Cuando vamos a hacer la compra, especialmente si estamos emprendiendo un cambio en nuestra alimentación y nos encontramos en ese punto de partida, podemos encontrarnos ante algunas dificultades a la hora de elegir los productos apropiados. Y es que leer las etiquetas y descifrar los ingredientes no resulta sencillo para todo el mundo. En este sentido y con el fin de saber si estamos ante productos saludables o no, encontramos Nutriscore. ¿Sabes de qué se trata? ¿Realmente funciona? ¡Vamos a verlo!
Si has oído hablar en los diferentes medios de la implantación de Nutriscore, pero no sabes de qué se trata, te desvelamos algunas ideas básicas. Nutriscore es un nuevo sistema de etiquetado que pretende orientar al consumidor sobre si un determinado alimento es más o menos saludable. Para ello, se basa en una escala representada de la “A” a la “E”, siendo el más saludable el que se califique con una “A” y el menos saludable el que tenga una “E”.
¿Qué considera Nutriscore como saludable y qué no?
El algoritmo de Nutriscore puntúa como más saludables aquellos alimentos con alto contenido en fibra, proteínas, bajo contenido en grasa y, por ende, menos calorías. Por otro lado, penaliza alimentos con un alto contenido calórico (sin mirar la calidad de los ingredientes), azúcares simples, ácidos grasos saturados y sodio. Por lo tanto, sí que va a ser útil para clasificar, por ejemplo, alimentos ultraprocesados entre sí, con alto contenido en estos componentes. No obstante, de base, ya sabemos que este tipo de alimentos nunca van a ser saludables.

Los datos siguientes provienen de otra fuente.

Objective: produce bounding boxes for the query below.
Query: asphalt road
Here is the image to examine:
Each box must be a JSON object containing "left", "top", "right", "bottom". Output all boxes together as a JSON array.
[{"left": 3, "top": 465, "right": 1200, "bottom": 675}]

Por otra parte, Nutriscore no va a clasificar adecuadamente un alimento que sea alto en grasa, ya que va a penalizar su contenido en calorías directamente. Un caso muy controvertido en este sentido, ha sido la valoración del aceite de oliva.

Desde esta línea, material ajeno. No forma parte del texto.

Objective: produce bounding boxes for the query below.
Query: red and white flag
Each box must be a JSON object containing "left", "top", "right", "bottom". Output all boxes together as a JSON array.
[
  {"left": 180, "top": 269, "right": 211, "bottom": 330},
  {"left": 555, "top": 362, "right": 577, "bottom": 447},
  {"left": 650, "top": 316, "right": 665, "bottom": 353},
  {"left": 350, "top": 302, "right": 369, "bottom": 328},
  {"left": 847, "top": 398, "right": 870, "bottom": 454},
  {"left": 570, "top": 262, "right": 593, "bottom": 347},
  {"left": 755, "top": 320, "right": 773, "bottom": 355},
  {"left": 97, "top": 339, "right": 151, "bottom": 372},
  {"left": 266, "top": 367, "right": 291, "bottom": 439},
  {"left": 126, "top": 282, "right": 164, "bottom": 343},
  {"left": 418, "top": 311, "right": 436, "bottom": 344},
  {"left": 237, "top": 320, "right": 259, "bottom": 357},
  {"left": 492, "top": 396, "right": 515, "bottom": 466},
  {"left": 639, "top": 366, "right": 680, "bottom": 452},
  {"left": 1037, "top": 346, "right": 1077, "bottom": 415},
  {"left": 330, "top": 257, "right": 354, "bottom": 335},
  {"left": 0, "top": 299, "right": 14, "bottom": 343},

En conclusión, Nutriscore es una herramienta útil a la hora de seleccionar alimentos de un mismo grupo o categoría, pero menos apropiada si queremos comparar alimentos de distintos tipos entre sí. Y es que atendiendo a Nutriscore, saldrá peor parado el aceite de oliva, frente a un refresco de cola sin azúcar. Si tienes esto en cuenta, evitarás confundirte por la información de Nutriscore en casos como este. Así que recuerda fijarte en el mismo tipo de productos a la hora de hacer comparativas, de lo contrario, podría confundirte y acabar perjudicándote.